Email in the age of cybercrime

Email in the Age of Cybercrime

The internet security landscape has changed dramatically over the last few years. Statistics show that cyber-attacks in South Africa have increased by 22% in 2019 compared to the same quarter in 2018. Amin Hasbini, head of global research and analysis for Kaspersky in the Middle East, Turkey and Africa, equates this to 13 842 attacks per day. 1 With numbers like this, internet security, and email security, in particular, must be made a priority.

Why is the emphasis placed on email security?

In business, email is used more often than any other communication medium. Email is used for its convenience and speed, as well as for its capacity for keeping communications sent and received on file. However, email is communication that occurs over the internet, and as cybercriminals get smarter, the chance of a breach increases.

How do cybercriminals get my information?

There are many ways for cybercriminals to gain access to your information, including:

  • An anti-virus program that fails to detect malicious software, is not up-to-date or is bypassed to open a file or a website.
  • A user visit to a legitimate website that has been compromised.
  • Users clicking on links in emails or running programs that were downloaded from or on the internet.
  • Users are deceived by phishing scams that are engineered to trick them into providing sensitive information. Email phishing typically directs a user to a fake website from a link in an email that appears to be from a familiar institution or individual.
  • Brute force attacks on mail servers to obtain email passwords.

When a malicious program finds its way onto your computer, your information, including usernames and passwords, is compromised. If your email password is compromised, cybercriminals can setup your email and send and receive email from your email address. It is also possible for cybercriminals to intercept user emails, forge email headers and pretend to be you. This is called email spoofing and is a common technique for executing phishing scams.

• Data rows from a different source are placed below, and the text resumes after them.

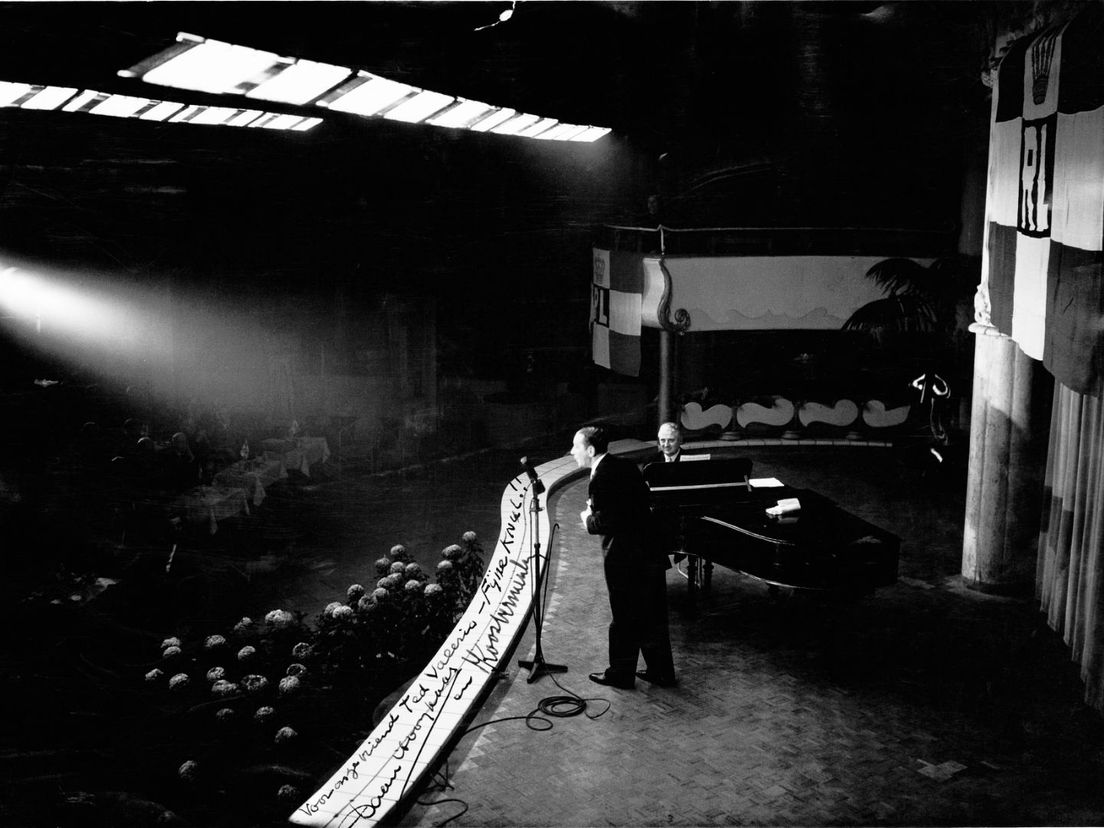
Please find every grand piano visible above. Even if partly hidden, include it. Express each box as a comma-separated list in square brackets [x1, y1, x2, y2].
[643, 457, 899, 602]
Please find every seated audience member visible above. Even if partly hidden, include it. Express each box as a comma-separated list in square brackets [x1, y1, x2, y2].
[160, 431, 199, 492]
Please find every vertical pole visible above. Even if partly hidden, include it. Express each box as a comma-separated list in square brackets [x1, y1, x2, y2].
[658, 329, 673, 428]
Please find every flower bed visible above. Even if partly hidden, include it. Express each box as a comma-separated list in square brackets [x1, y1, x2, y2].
[135, 532, 486, 826]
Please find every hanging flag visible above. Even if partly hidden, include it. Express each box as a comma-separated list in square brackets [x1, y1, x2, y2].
[590, 248, 642, 376]
[983, 6, 1104, 395]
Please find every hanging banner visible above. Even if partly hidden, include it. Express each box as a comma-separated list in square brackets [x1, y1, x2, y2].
[983, 6, 1104, 395]
[590, 248, 643, 376]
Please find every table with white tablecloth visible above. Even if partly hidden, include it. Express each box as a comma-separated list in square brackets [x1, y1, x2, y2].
[212, 457, 287, 507]
[177, 485, 249, 534]
[261, 436, 330, 477]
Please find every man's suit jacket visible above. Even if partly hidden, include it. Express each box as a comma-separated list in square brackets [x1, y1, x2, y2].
[585, 454, 666, 569]
[642, 451, 682, 467]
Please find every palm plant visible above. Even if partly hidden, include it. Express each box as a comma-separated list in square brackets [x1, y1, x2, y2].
[842, 254, 979, 436]
[842, 255, 978, 347]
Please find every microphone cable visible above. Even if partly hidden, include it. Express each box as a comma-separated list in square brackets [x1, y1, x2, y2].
[416, 675, 612, 827]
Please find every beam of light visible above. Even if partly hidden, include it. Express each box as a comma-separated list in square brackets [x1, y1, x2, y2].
[0, 256, 310, 419]
[0, 263, 173, 365]
[0, 79, 322, 131]
[122, 32, 612, 142]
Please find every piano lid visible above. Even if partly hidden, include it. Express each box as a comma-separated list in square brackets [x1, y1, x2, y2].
[643, 457, 753, 497]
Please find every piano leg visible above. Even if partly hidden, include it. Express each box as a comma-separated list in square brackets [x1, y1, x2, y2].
[685, 554, 698, 610]
[703, 560, 713, 597]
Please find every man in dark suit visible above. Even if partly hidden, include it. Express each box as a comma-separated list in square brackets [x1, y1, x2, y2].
[571, 425, 676, 690]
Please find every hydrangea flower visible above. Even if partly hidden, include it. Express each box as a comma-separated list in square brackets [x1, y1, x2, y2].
[332, 605, 354, 621]
[389, 561, 406, 575]
[168, 673, 191, 691]
[442, 544, 463, 560]
[178, 760, 199, 782]
[242, 674, 270, 695]
[233, 617, 254, 635]
[286, 663, 308, 678]
[162, 646, 182, 660]
[203, 634, 227, 650]
[346, 584, 365, 603]
[389, 544, 408, 561]
[357, 595, 376, 613]
[372, 587, 389, 602]
[211, 679, 239, 697]
[237, 645, 257, 663]
[323, 601, 343, 618]
[160, 637, 182, 650]
[291, 642, 313, 660]
[436, 560, 454, 574]
[264, 609, 295, 629]
[462, 531, 478, 545]
[206, 666, 226, 683]
[404, 579, 422, 593]
[274, 726, 298, 745]
[215, 707, 236, 723]
[144, 668, 164, 683]
[404, 562, 423, 579]
[424, 583, 443, 598]
[386, 573, 404, 589]
[375, 557, 392, 576]
[254, 705, 275, 725]
[277, 783, 300, 802]
[278, 676, 301, 696]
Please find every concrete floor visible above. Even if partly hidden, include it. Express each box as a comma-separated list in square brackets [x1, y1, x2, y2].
[353, 442, 1104, 828]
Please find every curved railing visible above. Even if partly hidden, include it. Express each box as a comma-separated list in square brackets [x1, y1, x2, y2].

A quick guide to email security

1. Mitigate the chance of a malicious program finding its way onto your computer with the following:

  • Never bypass an antivirus program to open an email attachment.
  • Be wary of attachments with certain extensions; for example, .htm, .html, .exe, as well as .xls or .doc extensions containing macros. Java attachments should also be considered suspicious. However, any attachment with any extension can be a malicious program, even a PDF.
  • If you receive an attachment and the password to open the attachment in the same email, do not open the attachment with the password. If the email is malicious, opening the file may execute a malicious program.
  • Never use unknown external devices that are lying around at the office. An external device could contain a malicious program.

2. Be vigilant

  • Never accept change of banking details via email or on an invoice attached to an email. Verify banking details by, for example, calling the sender on a known number (do not use contact information that appears in a suspicious email) or by verifying banking details in person. Methods and platforms for verification of sensitive information will depend on a company’s personal preference and the technologies available to them.
  • Be cautious of emails that suddenly demand payment not already noted by the accounting department as outstanding. Take time to investigate whether monies are in fact outstanding.
  • Be cautious of emails that require you to click on links to “update” or “verify” sensitive information, especially to avoid some kind of account termination or account expiry or other consequence. Requests such as these are designed to look urgent and to frighten users into providing sensitive information fast.
  • As a precaution, always hover over links before clicking on them to check what URL the link will take you to. However, nowadays reputable companies and institutions will not require users to take any action from a link in an email.
  • Be cautious of emails that open with generic greetings, such as, “Dear User” or “Dear Subscriber”.
  • Be cautious of email that is written with bad grammar.
  • Always take special note of email header information. Verify that the header description (the name of the person sending the email) and the actual email address correspond. Joe Jones If the email address does not appear next to the sender description, hover over the description or select it so that the email address is displayed. If they do not match, the email may be spoofed.
  • When in doubt, ask an IT security specialist for advice.

What can companies do to mitigate the chance of email fraud?

  • Implement a policy. For example, do not allow users to keep email or other passwords where they are visible outside the company or to other users, require users to have complex passwords that are changed frequently and do not allow the same password to be used on more than one platform.
  • Ensure a clear policy for verifying bank details and presenting company bank details to clients and institutions is in place. The policy should include the company’s approved procedure for verifying banking details and prohibit email verification of sensitive information.
  • Do not rely on email communication for sensitive tasks. Try to make use of secure platforms that require two-factor authentication for access.
  • Ensure that your IT service provider is competent and has a good reputation.
  • Company staff are the last line of defence. Invest in user awareness training and education.